General

A screw up not quite faster than the speed of light

An experiment that claimed to clock neutrinos travelling faster than the speed of light, a result which, if true, would have upended modern physics as we know it, may have been fatally flawed. Glitches in the GPS system used to synchronize atomic clocks in the study may have tainted the outcome, according to a number of sources.

Science Insider broke the news Wednesday, simultaneously thrilling skeptics in the physics community and breaking hearts among those who had hoped to form the vanguard of a new time-travelling elite. Citing “sources familiar with the experiment” Edwin Cartlidge wrote that “a bad connection between a fiber optic cable … and an electronic card in a computer” appears to account for the 60 nanoseconds faster than light speed the neutrinos were timed travelling between two research centres in Europe.

After tightening the connection and then measuring the time it takes data to travel the length of the fiber, researchers found that the data arrive 60 nanoseconds earlier than assumed. Since this time is subtracted from the overall time of flight, it appears to explain the early arrival of the neutrinos.

Later Wednesday, researchers at OPERA began circulating a statement acknowledging two possible problems with the experiment, Nature reported:

First, the passage of time on the clocks between the arrival of the synchronizing signal has to be interpolated and OPERA now says this may not have been done correctly. Second, there was a possible faulty connection between the GPS signal and the OPERA master clock.

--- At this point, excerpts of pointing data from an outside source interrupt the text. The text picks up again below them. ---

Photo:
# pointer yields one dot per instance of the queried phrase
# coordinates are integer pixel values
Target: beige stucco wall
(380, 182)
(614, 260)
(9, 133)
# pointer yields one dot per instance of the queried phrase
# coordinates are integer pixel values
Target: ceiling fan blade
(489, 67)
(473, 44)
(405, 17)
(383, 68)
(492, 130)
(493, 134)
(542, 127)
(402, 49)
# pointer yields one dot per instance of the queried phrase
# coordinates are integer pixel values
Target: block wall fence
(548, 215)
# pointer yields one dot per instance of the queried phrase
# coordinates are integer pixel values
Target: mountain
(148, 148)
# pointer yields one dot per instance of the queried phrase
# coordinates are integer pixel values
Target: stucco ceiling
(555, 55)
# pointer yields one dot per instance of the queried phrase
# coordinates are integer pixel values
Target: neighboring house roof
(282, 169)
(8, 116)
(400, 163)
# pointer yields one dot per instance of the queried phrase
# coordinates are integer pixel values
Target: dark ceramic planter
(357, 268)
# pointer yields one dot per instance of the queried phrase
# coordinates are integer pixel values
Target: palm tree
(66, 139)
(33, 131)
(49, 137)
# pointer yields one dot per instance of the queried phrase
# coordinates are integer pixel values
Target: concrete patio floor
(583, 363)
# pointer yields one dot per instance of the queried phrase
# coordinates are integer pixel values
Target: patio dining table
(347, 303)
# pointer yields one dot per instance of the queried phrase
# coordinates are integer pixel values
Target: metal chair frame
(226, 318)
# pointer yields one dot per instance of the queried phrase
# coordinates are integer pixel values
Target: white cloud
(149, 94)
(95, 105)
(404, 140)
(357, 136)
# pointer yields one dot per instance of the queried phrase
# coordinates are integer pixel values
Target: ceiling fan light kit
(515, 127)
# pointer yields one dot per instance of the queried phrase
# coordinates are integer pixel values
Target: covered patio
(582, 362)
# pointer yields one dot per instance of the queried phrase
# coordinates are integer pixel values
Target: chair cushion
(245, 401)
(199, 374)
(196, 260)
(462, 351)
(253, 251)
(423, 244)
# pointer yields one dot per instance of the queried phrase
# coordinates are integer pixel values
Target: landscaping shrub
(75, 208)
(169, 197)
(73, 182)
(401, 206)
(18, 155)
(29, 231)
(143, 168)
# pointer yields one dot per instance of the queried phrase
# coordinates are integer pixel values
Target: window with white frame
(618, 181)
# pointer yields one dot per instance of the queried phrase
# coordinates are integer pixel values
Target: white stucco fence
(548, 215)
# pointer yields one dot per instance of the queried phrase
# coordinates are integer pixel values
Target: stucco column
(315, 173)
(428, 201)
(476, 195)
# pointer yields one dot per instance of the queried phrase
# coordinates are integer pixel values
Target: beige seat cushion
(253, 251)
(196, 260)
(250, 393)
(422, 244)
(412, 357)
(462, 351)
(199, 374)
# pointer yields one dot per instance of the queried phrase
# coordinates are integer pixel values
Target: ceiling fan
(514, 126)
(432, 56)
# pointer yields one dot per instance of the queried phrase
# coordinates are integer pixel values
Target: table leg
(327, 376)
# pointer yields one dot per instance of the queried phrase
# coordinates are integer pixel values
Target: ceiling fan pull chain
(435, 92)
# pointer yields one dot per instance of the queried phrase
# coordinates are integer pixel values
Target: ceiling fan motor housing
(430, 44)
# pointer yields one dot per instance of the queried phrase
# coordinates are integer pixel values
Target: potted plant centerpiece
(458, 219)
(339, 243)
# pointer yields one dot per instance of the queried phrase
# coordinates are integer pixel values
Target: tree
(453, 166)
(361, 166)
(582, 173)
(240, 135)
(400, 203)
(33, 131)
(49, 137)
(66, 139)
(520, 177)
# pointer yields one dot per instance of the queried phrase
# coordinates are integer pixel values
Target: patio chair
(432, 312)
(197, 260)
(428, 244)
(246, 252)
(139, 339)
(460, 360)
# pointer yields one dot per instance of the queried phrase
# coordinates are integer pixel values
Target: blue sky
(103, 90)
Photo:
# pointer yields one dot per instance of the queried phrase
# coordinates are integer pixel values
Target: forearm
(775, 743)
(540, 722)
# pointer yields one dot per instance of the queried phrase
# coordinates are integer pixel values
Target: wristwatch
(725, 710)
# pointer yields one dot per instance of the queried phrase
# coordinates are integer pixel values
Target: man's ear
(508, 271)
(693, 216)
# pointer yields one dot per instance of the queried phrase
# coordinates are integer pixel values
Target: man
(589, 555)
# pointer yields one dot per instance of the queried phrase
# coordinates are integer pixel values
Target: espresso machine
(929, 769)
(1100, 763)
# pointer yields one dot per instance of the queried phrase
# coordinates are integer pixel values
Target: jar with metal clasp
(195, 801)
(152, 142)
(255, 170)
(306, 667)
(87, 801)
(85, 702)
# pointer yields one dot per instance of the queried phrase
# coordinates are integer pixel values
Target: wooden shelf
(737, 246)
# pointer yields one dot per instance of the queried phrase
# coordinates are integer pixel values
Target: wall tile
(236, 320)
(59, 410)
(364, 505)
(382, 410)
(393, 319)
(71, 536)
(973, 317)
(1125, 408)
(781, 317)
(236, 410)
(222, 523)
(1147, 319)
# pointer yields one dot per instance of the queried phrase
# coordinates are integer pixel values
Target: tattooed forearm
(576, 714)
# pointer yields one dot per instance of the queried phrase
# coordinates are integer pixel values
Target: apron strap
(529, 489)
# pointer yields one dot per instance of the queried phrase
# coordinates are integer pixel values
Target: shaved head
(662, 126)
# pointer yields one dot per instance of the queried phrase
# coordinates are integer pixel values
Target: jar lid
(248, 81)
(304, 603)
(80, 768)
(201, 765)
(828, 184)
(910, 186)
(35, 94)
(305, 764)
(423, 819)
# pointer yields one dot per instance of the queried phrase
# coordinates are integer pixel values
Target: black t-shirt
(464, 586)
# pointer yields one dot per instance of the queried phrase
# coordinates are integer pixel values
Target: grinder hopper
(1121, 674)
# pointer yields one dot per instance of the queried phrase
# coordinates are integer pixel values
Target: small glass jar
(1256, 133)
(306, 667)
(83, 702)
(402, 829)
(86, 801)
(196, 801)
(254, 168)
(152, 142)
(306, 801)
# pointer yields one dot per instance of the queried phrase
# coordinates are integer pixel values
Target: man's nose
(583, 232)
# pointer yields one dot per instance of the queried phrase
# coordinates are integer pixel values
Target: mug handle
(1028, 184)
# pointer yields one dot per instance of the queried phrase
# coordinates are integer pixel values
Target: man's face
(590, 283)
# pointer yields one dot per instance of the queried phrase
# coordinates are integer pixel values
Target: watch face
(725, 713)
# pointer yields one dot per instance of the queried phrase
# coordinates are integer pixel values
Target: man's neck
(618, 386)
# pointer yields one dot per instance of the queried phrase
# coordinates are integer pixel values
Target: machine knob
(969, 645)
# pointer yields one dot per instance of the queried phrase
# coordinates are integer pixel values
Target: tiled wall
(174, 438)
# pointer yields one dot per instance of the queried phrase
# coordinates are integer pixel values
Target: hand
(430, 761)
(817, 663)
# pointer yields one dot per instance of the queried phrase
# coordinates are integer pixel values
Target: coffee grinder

Our own Nick Kohler wrote about the initial experiments in this magazine in November. It’s worth going back and reading his entire story, but just to give you a sense of how revolutionary these results would have been if confirmed, here’s a chunk:

(S)cientists working on the so-called OPERA experiment at the European Organization for Nuclear Research (CERN) outside Geneva generated blasts of neutrinos and sent them south, through the rocky subterranean precincts beneath the Alps, then high into Italy’s Apennines mountains, where, near the city of L’Aquila, they popped up in a neutrino detector at the underground Gran Sasso National Laboratory—a distance, all told, of some 730 km. The latest OPERA findings appear to back those earlier results—the neutrinos arrived a shocking 60 billionths of a second or so faster than a beam of light.

Should that result hold up, physicists will either have to scrap Einstein’s theory of special relativity or accept a range of phenomena now confined to science fiction—for example, that an observer travelling past a swift-flying neutrino would witness the particle hurtling backwards in time and appear at its destination before beginning its journey. The confirmation, made by scientists working on the collaborative OPERA experiment, generated enormous international chatter among physicists, who remain skeptical of the results but who must nevertheless contemplate what it would mean if a faster-than-light, or “superluminal,” neutrino proves real. Such a development would upend everything we know about the concept of “causality,” opening up the possibility of time travel at the subatomic level, and even suggesting the existence of new, hitherto unknown dimensions. More than that, it might require us to contemplate the possibility of wormhole portals connecting a Geneva suburb with the mountains of central Italy.